LOD 200 vs LOD 300: Which Do You Actually Need for Your Revit Model?
Level of Development (LOD) is the framework that describes how much geometric and attribute information a BIM element carries at a given project stage. The LOD specification is maintained by BIMForum and is the reference most UK scan-to-BIM briefs use when they specify a Revit model deliverable.
The two levels you will see most often in a scan-to-BIM brief are LOD 200 and LOD 300. They look similar in a Revit view, but the difference in modelling effort, cost, and downstream usability is substantial. This guide explains what each level includes, when to specify it, and how to decide for your project.
What LOD actually means
LOD is not the same as Level of Detail (also abbreviated LoD). Level of Development is a specification of the minimum content an element must carry to be reliable for a given purpose — not a maximum. The BIMForum LOD Specification defines six levels (100, 200, 300, 350, 400, 500) and the expected information content at each.
In a UK BIM project, the LOD you receive is governed by the project's Information Requirement (EIR, AIR, PIR under ISO 19650). The scan-to-BIM brief should state the LOD explicitly so the surveyor's quotation and the architect's downstream use are aligned.

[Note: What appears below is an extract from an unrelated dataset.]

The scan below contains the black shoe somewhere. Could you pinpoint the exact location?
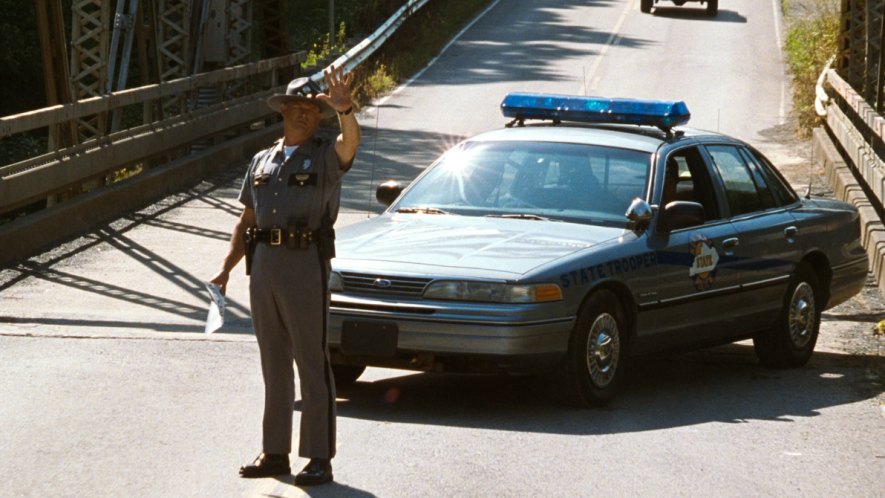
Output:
[240,453,292,478]
[295,458,332,486]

LOD 200 — schematic design and concept massing
LOD 200 is a generic, approximate model. Elements are modelled with approximate quantities, size, shape, location, and orientation, but the geometry is not precise. Typical use cases:
- Concept and planning applications where the design intent matters but the building fabric has not been finalised.
- Feasibility studies and option appraisals.

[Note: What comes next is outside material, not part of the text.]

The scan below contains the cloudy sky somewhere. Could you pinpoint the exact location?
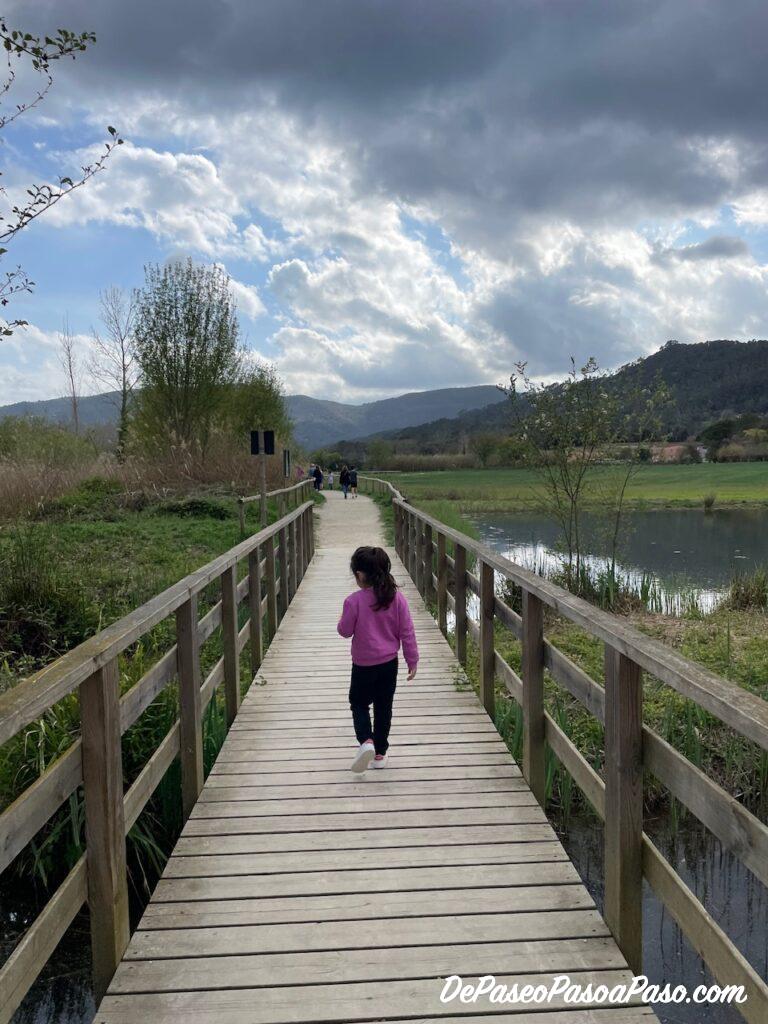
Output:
[0,0,768,402]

- Coordination with planning authorities where the model is supporting a Design and Access statement.
- Early-stage cost plans where approximate quantities are sufficient.
A LOD 200 model from a 3D laser scan will typically take the scan point cloud as the underlying reference and model the major building elements (walls, floors, roofs, primary structure) to within ±100–200 mm. Fittings, fixings, services, and secondary structure are usually omitted or shown schematically.
LOD 300 — design development and construction documentation
LOD 300 is a specific, accurate model. Elements are modelled with specific quantities, size, shape, location, and orientation. Typical use cases:
- Design development and planning applications that need accurate existing-conditions drawings.
- Construction documentation where the model is the basis for the architect's drawings.
- Coordination with structural and MEP design where the scan model interfaces with the new design.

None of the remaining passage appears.